Well, that's it, I think. Leaves me with a last big shoutout to everyone (like Morgen Bailey and Rob Guthrie) who selflessly promotes writers on their websites. Your tireless work is appreciated even during those fraught moments we forget to say thank you.

Wednesday
May012013

Seasons Now Published

If there were such a thing as a Writer Genie, I'd only have one wish to ask of it: please make me more prolific. Actually, that's not true. Since childhood, I've urged every character in every tale to ever feature the standard three wishes to simply ask for an infinite number of wishes, but to no avail. Why doesn't anyone ever think of that?

Ha. But anyway, where was I? Oh right. Prolific. You've heard the phrase "verbal diarrhea," right? Well, I suffer from the polar opposite. Consonantal constipation. In short, I need a lexicographic laxative.

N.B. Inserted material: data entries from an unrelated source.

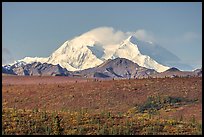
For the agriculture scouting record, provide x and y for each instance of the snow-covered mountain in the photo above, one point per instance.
(89, 50)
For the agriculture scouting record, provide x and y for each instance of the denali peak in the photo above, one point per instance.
(89, 50)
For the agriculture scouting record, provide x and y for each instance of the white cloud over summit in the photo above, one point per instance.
(111, 36)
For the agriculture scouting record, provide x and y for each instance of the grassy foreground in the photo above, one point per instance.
(140, 120)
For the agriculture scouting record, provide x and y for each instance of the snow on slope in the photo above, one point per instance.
(94, 47)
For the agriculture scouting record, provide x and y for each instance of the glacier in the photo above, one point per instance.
(89, 50)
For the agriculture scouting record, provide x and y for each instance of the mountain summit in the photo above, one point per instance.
(96, 46)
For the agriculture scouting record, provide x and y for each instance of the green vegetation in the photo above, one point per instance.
(39, 122)
(156, 102)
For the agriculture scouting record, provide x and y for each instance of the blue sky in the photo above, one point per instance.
(38, 29)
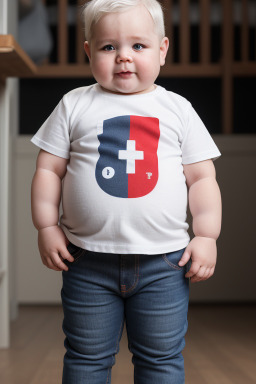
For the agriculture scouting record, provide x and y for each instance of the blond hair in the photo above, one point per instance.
(95, 9)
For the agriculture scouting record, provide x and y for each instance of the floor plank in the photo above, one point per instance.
(220, 347)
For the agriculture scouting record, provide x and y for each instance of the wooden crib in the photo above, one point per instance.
(208, 38)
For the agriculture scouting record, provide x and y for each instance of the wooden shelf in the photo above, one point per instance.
(14, 62)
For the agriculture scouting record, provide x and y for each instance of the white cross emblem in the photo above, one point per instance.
(130, 154)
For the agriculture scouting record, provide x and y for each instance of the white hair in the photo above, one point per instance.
(95, 9)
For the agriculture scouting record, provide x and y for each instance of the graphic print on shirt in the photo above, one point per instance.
(128, 162)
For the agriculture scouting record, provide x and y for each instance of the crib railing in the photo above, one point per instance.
(235, 43)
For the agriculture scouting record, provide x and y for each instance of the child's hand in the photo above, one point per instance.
(203, 253)
(52, 244)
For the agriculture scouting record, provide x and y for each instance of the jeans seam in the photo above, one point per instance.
(136, 268)
(170, 263)
(117, 343)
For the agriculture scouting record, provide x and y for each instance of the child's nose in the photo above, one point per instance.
(123, 56)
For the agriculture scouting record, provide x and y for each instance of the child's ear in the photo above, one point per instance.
(87, 49)
(163, 50)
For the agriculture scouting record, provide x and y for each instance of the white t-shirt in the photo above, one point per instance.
(125, 191)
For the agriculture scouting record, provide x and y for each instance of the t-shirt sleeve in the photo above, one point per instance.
(197, 144)
(53, 136)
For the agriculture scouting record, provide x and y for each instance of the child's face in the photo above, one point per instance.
(125, 51)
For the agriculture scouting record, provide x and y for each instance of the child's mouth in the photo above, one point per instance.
(124, 74)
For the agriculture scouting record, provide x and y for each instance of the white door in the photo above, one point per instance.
(8, 111)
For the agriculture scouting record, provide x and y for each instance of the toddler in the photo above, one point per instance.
(125, 155)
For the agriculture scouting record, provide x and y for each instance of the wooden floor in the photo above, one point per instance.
(220, 347)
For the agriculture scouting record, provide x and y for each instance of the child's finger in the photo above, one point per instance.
(56, 259)
(193, 269)
(66, 255)
(185, 258)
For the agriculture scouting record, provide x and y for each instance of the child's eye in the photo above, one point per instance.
(138, 47)
(108, 47)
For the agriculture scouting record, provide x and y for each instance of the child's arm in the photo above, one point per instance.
(205, 207)
(46, 195)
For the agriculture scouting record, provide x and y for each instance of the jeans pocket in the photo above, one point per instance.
(76, 252)
(173, 258)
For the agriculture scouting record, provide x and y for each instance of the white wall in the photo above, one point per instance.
(234, 277)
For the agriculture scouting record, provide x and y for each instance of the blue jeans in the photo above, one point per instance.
(100, 292)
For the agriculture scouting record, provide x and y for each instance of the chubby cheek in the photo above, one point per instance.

But today, thanks to the efforts of some fine colleagues, I and those very same compadres have (to mercifully change the metaphor) added a few more blocks of ice to the glacially expanding edifice of our written output. The story behind Seasons is as serendipitous as the stories within Seasons, if that makes sense. At some point last September, a story about a troubled young woman wrestling with self-destructive impulses appeared to me almost unbidden. No doubt it emerged from a subconscious filled with the real life horror stories of young people who are so often dealt a cruel and arbitrary hand before they're even born. "Summer Long" is a difficult character study, dark and anxious and fearful. But I think it said what I'd needed to say. Then a chance exchange in the comments section (you can read how it all unfolded here) resulted in a chain reaction in which Edward Lorn, JD Mader and Jo-Anne Teal each began to add a new, related story, a season at a time, until we ended up with this delicately balanced quartet of tales poised between oblivion and redemption.

And now, you can buy the collected stories for an insanely low price, and better yet, know that 100 percent of the royalties will go to the National Suicide Prevention Lifeline. Yeah, the four of us won't see a single penny. (Which is good, as half the authors here are Canadian and pennies are now outlawed in Canada. It's true.)